By Jerome Smail and Caroline Culot.

An investment fund holding a 4% stake in Foxtons has joined calls advocating for a sale of the business.

Milkwood Capital is the latest entity calling for Foxtons to explore a sale, bringing the total proportion of shareholders pushing for the move up to 10%.

Earlier in the year, Canadian investor Converium Capital, which owns 6% of Foxtons, began lobbying the company’s board to carry out a strategic review regarding a potential sale.

Echoing the sentiment, Rhys Summerton, director of Milkwood Capital, told the Sunday Times at the weekend: “In 2015, Foxtons was a £1bn company, but the public markets are no longer valuing the good work the management has done recently and the only way to extract fair value is for the board to carry out a sale process.”

This demand aligns with the broader trend of acquisitions and mergers occurring within the estate agency industry, driven by a desire for growth amid a sector-wide slowdown.

Foxtons’ communications director William Baldwin-Charles declined to comment on the speculation of a potential sale when asked by EYE.

 

Amid the reports of a possible sale, property industry ‘veteran’ Lucy Noonan told EYE’s Caroline Culot that it was ‘categorically’ not on the cards.

Noonan, founder of Nottingham-based Atomic Consultancy, and with 10 years of experience in estate agency acquisitions, told EYE: “Foxtons is categorically not up for sale.

“I know Guy Gittins and Andy Bushell and Foxtons has got a very strong growth, not exit, plan.

“Unfortunately, some buyers are not ethical and put rumours out to force conversations to happen. But since Guy Gittins took over a year ago, Foxtons has a clear strategy to grow and improve its share price.”

Atomic Consultancy currently has 18 sales progressing through to completion and Noonan would not divulge which of these were potential acquisitions by Foxtons.

Noonan said: “The acquisitions market is definitely very active but the (estate agency) market is not fully consolidating. What is happening is that people are struggling to recruit and there is the impending General Election which is a big factor in some businesses looking to exit.
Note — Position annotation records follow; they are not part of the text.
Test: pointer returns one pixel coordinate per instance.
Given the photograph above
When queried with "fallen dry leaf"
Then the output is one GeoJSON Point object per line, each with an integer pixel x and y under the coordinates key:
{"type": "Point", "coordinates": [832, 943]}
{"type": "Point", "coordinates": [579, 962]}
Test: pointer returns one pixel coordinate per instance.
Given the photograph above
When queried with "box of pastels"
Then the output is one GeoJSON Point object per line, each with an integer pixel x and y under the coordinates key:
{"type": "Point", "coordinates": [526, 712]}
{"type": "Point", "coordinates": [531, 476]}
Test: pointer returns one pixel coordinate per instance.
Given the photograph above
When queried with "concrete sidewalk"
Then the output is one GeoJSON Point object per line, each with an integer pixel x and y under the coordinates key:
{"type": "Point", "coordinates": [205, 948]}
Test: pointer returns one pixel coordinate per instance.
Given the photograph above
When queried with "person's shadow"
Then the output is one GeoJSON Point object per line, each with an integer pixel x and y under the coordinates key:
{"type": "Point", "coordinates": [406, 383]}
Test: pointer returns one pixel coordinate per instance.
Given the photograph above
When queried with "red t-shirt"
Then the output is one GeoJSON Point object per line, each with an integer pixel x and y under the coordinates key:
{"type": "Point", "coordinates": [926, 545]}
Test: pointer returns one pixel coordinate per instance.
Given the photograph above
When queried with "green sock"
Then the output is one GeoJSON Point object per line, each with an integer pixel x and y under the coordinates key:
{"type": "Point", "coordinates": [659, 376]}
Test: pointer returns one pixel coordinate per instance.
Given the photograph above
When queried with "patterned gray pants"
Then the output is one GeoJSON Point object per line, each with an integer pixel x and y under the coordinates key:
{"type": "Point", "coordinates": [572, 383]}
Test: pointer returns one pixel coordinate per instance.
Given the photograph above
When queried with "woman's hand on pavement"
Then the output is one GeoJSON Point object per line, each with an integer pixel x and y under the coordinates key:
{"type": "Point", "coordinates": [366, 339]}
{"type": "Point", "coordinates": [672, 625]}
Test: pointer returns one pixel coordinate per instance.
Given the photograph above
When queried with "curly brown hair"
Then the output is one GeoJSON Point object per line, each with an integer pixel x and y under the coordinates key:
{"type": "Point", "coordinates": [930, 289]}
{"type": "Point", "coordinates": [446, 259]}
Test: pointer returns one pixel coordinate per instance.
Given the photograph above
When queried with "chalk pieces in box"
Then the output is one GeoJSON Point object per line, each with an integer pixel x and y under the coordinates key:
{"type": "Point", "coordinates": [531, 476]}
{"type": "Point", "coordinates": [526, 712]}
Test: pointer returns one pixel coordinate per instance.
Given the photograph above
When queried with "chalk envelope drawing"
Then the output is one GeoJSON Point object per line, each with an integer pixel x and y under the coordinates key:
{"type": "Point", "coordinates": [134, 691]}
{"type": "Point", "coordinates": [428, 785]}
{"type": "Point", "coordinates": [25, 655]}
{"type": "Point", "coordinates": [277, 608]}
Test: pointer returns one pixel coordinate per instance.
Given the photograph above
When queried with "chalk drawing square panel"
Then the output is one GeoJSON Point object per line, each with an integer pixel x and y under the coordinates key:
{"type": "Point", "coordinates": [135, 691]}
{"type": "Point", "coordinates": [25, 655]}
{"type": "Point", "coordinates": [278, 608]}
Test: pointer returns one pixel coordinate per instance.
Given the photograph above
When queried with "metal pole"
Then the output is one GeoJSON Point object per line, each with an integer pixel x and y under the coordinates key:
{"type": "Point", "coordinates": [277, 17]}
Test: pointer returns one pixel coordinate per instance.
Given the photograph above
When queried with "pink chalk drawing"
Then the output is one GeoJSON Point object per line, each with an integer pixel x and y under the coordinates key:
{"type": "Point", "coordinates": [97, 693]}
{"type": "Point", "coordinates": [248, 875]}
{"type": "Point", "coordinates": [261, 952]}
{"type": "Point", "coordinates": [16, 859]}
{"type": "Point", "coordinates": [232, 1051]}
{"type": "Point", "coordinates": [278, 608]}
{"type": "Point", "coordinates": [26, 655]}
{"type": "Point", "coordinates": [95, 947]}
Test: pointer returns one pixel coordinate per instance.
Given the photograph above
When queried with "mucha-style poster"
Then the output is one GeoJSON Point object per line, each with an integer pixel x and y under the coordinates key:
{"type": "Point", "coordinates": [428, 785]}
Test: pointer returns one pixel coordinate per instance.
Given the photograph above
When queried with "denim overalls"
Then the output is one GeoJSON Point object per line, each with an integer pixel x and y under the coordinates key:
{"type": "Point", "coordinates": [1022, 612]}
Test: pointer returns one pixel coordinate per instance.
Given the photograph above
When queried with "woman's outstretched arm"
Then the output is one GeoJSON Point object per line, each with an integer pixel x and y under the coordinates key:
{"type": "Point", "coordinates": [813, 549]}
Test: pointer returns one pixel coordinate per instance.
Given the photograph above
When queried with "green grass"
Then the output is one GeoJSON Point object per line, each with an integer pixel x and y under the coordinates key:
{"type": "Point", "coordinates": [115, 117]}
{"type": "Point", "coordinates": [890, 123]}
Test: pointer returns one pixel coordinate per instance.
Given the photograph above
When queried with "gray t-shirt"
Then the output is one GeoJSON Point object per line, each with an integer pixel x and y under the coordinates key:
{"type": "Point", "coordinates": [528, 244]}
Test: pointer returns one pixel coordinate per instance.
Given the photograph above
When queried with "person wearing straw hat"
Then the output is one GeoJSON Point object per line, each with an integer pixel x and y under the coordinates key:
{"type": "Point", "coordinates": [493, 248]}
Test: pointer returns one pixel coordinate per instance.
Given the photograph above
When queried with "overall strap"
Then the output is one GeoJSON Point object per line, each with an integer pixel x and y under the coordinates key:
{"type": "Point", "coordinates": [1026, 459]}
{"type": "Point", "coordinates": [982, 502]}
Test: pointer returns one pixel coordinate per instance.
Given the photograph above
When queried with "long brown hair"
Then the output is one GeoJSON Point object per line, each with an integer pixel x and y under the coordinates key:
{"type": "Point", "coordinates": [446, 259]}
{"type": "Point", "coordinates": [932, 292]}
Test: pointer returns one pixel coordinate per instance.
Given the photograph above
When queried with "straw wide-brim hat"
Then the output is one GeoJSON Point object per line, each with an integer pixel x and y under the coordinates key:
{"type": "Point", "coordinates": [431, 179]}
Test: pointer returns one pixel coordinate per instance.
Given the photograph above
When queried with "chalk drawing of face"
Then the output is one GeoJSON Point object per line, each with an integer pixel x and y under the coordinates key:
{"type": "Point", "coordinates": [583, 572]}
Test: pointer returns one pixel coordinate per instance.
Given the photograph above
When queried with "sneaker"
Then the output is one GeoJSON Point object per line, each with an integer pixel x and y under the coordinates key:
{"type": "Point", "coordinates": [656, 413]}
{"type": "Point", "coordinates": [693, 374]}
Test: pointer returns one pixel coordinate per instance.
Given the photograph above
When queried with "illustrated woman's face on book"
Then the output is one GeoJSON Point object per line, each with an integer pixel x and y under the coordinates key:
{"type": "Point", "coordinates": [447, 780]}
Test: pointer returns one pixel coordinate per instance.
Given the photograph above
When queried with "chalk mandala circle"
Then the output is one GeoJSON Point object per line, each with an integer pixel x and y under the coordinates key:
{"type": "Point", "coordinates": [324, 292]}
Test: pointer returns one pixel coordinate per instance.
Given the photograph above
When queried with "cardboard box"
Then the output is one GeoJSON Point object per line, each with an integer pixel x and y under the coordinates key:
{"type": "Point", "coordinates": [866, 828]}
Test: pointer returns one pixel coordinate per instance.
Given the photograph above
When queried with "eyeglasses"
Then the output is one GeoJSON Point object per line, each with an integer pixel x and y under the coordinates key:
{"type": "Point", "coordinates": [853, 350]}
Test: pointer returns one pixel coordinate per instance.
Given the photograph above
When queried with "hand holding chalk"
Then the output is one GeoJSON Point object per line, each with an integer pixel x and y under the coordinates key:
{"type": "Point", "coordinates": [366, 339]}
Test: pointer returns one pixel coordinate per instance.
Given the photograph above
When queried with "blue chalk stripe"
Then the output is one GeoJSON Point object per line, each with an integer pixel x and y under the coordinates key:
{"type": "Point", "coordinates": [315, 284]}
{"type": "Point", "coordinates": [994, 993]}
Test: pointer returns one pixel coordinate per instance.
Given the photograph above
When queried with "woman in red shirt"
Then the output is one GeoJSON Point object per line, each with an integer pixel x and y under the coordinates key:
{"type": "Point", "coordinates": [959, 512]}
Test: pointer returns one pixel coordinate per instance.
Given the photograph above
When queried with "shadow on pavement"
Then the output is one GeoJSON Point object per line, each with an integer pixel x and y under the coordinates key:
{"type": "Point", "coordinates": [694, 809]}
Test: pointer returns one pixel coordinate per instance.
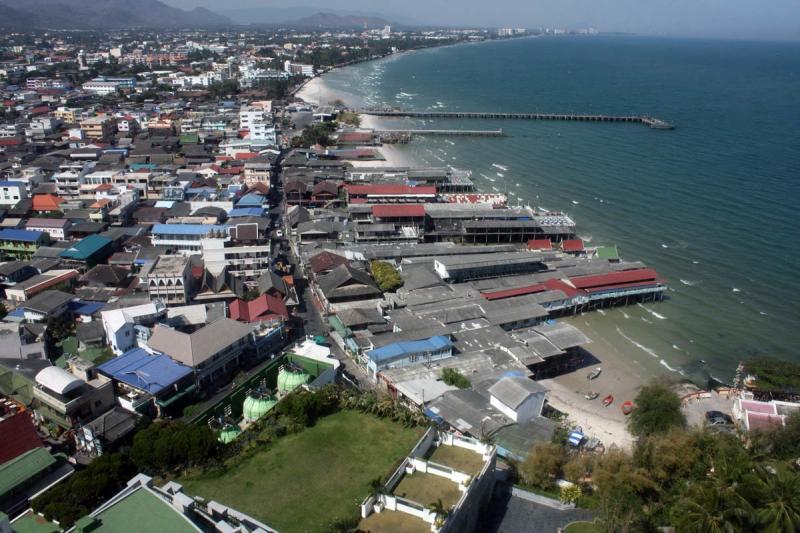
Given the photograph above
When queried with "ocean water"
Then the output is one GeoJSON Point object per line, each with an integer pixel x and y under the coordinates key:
{"type": "Point", "coordinates": [712, 205]}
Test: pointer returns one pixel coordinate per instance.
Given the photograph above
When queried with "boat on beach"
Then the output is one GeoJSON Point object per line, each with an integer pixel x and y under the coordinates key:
{"type": "Point", "coordinates": [627, 407]}
{"type": "Point", "coordinates": [594, 374]}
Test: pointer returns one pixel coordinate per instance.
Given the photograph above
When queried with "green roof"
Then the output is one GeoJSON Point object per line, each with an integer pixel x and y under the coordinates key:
{"type": "Point", "coordinates": [17, 471]}
{"type": "Point", "coordinates": [607, 252]}
{"type": "Point", "coordinates": [86, 248]}
{"type": "Point", "coordinates": [30, 522]}
{"type": "Point", "coordinates": [144, 509]}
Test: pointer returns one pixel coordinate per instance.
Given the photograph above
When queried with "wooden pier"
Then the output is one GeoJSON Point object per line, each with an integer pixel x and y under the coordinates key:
{"type": "Point", "coordinates": [469, 133]}
{"type": "Point", "coordinates": [651, 122]}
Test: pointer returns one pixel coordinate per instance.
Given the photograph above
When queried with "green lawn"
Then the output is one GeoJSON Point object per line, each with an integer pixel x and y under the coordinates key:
{"type": "Point", "coordinates": [306, 480]}
{"type": "Point", "coordinates": [582, 527]}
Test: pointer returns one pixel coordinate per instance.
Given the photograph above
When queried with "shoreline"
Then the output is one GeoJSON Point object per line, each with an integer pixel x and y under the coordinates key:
{"type": "Point", "coordinates": [626, 365]}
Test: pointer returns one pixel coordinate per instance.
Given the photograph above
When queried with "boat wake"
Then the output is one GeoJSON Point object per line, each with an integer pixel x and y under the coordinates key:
{"type": "Point", "coordinates": [658, 316]}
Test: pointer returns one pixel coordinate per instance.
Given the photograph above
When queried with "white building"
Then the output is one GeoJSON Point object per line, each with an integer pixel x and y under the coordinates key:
{"type": "Point", "coordinates": [120, 324]}
{"type": "Point", "coordinates": [11, 192]}
{"type": "Point", "coordinates": [168, 279]}
{"type": "Point", "coordinates": [520, 399]}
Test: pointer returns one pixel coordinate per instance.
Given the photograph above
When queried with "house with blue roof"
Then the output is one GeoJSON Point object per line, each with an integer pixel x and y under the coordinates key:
{"type": "Point", "coordinates": [11, 192]}
{"type": "Point", "coordinates": [252, 199]}
{"type": "Point", "coordinates": [407, 353]}
{"type": "Point", "coordinates": [21, 244]}
{"type": "Point", "coordinates": [89, 251]}
{"type": "Point", "coordinates": [186, 238]}
{"type": "Point", "coordinates": [148, 383]}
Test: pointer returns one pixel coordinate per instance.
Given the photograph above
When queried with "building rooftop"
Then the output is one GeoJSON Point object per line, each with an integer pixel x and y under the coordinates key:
{"type": "Point", "coordinates": [140, 369]}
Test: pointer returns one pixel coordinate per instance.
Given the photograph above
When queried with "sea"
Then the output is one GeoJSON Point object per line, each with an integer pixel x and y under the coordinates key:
{"type": "Point", "coordinates": [711, 205]}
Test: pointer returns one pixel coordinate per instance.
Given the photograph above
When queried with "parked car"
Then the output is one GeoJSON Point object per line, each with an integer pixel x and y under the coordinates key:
{"type": "Point", "coordinates": [718, 418]}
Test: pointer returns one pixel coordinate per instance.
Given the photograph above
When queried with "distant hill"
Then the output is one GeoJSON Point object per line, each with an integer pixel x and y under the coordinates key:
{"type": "Point", "coordinates": [98, 14]}
{"type": "Point", "coordinates": [332, 21]}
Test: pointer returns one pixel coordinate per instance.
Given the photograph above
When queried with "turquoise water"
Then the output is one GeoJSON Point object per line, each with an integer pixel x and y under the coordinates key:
{"type": "Point", "coordinates": [711, 205]}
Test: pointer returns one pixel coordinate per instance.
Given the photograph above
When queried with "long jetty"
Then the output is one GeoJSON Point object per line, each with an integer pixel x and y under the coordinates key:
{"type": "Point", "coordinates": [652, 122]}
{"type": "Point", "coordinates": [472, 133]}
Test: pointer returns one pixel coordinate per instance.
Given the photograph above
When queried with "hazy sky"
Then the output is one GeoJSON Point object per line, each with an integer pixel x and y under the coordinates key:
{"type": "Point", "coordinates": [717, 18]}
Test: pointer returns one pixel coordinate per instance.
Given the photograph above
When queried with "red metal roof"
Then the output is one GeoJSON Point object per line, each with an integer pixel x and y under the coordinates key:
{"type": "Point", "coordinates": [264, 307]}
{"type": "Point", "coordinates": [19, 436]}
{"type": "Point", "coordinates": [572, 245]}
{"type": "Point", "coordinates": [398, 211]}
{"type": "Point", "coordinates": [540, 244]}
{"type": "Point", "coordinates": [624, 277]}
{"type": "Point", "coordinates": [389, 189]}
{"type": "Point", "coordinates": [549, 285]}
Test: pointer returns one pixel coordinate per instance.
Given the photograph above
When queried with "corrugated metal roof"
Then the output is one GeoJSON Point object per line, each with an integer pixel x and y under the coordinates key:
{"type": "Point", "coordinates": [398, 210]}
{"type": "Point", "coordinates": [151, 373]}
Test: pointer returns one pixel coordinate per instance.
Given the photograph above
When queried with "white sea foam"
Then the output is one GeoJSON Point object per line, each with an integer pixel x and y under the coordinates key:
{"type": "Point", "coordinates": [638, 344]}
{"type": "Point", "coordinates": [658, 316]}
{"type": "Point", "coordinates": [665, 365]}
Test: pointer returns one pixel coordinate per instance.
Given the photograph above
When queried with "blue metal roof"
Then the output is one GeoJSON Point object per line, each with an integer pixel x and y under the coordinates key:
{"type": "Point", "coordinates": [23, 235]}
{"type": "Point", "coordinates": [187, 229]}
{"type": "Point", "coordinates": [246, 212]}
{"type": "Point", "coordinates": [251, 200]}
{"type": "Point", "coordinates": [86, 247]}
{"type": "Point", "coordinates": [400, 349]}
{"type": "Point", "coordinates": [151, 373]}
{"type": "Point", "coordinates": [86, 308]}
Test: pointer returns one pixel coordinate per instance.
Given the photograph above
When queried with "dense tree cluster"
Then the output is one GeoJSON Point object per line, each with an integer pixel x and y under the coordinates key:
{"type": "Point", "coordinates": [453, 377]}
{"type": "Point", "coordinates": [701, 480]}
{"type": "Point", "coordinates": [386, 276]}
{"type": "Point", "coordinates": [158, 448]}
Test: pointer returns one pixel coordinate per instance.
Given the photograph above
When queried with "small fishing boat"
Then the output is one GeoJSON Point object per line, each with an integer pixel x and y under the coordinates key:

“There could be tax implications if Labour get in, on the sale of shares which have been the subject of tax relief; this could increase the tax liability and decrease the overall price.”

 

Foxtons recently strengthened its rentals business by acquiring Ludlow Thompson, a London-based lettings agency, for £10m. 

The company, which was founded in 1981, has been listed on the London Stock Exchange since 2014.